[Bug libstdc++/102712] New: std::optional::operator* should assert on unset value

["ott at fb dot com" <gcc-bugzilla@gcc.gnu.org>]

https://gcc.gnu.org/bugzilla/show_bug.cgi?id=102712

            Bug ID: 102712
           Summary: std::optional::operator* should assert on unset value
           Product: gcc
           Version: unknown
            Status: UNCONFIRMED
          Severity: normal
          Priority: P3
         Component: libstdc++
          Assignee: unassigned at gcc dot gnu.org
          Reporter: ott at fb dot com
  Target Milestone: ---

It is UB to call operator* on an unset std::optional, and when doing so it is
easy to hit time-traveling UB, resulting in behavior that is very hard to
debug. 

For example, setting a field of an unset optional with operator-> may look like
it succeeded, and the rest of the program will behave as if the optional was
set, but it will silently leak memory because the destructor won't run. Another
plausible scenario is having an optional<X> where X has an operator bool(), and
spelling "if (*opt)" when the intention is to spell "if (opt)". The program
compiles and the optional is just assumed set around the condition.
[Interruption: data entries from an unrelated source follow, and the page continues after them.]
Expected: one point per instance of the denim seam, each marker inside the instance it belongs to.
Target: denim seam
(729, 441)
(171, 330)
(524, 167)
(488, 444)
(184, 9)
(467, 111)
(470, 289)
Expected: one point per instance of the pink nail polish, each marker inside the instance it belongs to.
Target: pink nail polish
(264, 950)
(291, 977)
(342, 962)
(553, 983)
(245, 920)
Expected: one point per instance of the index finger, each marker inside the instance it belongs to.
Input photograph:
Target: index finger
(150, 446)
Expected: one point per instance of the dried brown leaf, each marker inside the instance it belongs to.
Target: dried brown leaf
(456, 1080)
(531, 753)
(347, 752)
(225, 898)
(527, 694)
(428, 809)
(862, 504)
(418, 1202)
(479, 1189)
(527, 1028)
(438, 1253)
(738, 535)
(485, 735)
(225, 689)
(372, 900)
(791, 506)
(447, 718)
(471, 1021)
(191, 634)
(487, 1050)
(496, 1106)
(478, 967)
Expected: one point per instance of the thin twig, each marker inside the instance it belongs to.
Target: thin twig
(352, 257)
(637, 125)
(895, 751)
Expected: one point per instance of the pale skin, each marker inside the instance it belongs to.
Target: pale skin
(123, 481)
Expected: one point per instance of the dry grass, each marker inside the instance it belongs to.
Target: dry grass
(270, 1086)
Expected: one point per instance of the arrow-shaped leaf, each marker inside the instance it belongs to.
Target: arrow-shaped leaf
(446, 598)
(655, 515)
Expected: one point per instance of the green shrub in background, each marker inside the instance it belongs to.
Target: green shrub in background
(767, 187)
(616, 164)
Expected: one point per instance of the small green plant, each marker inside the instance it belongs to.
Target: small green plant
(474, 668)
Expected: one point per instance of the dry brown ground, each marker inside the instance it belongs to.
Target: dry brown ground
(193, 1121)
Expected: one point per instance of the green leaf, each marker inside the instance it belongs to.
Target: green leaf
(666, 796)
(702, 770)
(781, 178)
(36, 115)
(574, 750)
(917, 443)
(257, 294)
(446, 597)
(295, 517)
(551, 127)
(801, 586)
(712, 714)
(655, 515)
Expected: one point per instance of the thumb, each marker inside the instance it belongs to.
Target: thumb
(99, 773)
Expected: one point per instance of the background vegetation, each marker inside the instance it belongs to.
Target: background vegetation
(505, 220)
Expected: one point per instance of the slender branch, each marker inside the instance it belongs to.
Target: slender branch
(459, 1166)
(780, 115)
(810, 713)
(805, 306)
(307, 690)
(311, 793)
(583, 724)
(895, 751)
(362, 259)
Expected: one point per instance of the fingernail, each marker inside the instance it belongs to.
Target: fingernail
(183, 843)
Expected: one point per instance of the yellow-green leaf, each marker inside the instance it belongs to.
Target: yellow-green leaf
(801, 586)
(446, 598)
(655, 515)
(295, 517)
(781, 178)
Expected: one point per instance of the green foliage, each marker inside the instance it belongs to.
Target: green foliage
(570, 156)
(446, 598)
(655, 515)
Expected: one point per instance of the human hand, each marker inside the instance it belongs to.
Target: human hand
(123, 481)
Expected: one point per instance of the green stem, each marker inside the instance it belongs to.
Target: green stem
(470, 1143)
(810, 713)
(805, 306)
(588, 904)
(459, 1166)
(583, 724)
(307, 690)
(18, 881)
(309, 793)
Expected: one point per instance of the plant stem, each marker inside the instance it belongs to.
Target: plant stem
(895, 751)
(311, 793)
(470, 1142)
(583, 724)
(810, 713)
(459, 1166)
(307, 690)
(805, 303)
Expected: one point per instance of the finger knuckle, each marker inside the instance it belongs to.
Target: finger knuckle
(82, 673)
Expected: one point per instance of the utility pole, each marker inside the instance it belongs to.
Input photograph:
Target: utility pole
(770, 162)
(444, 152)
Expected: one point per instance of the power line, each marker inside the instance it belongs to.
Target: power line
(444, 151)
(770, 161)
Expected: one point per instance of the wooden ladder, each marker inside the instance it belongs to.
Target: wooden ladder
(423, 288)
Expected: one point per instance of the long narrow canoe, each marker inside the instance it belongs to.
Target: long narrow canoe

Even UBSan with some of the strictest settings doesn't detect this.

All major implementations of the type have defined behavior in debug builds:

- libc++ asserts
https://github.com/llvm-mirror/libcxx/blob/master/include/optional#L905

- boost asserts
https://github.com/boostorg/optional/blob/develop/include/boost/optional/optional.hpp#L1213

- abseil asserts
https://github.com/abseil/abseil-cpp/blob/master/absl/types/optional.h#L428

- folly throws (in any compilation mode)
https://github.com/facebook/folly/blob/master/folly/Optional.h#L330
https://github.com/facebook/folly/blob/master/folly/Optional.h#L297

So anyone migrating from any of these is in for a world of hurt. 
Please consider adding an assertion in libstdc++.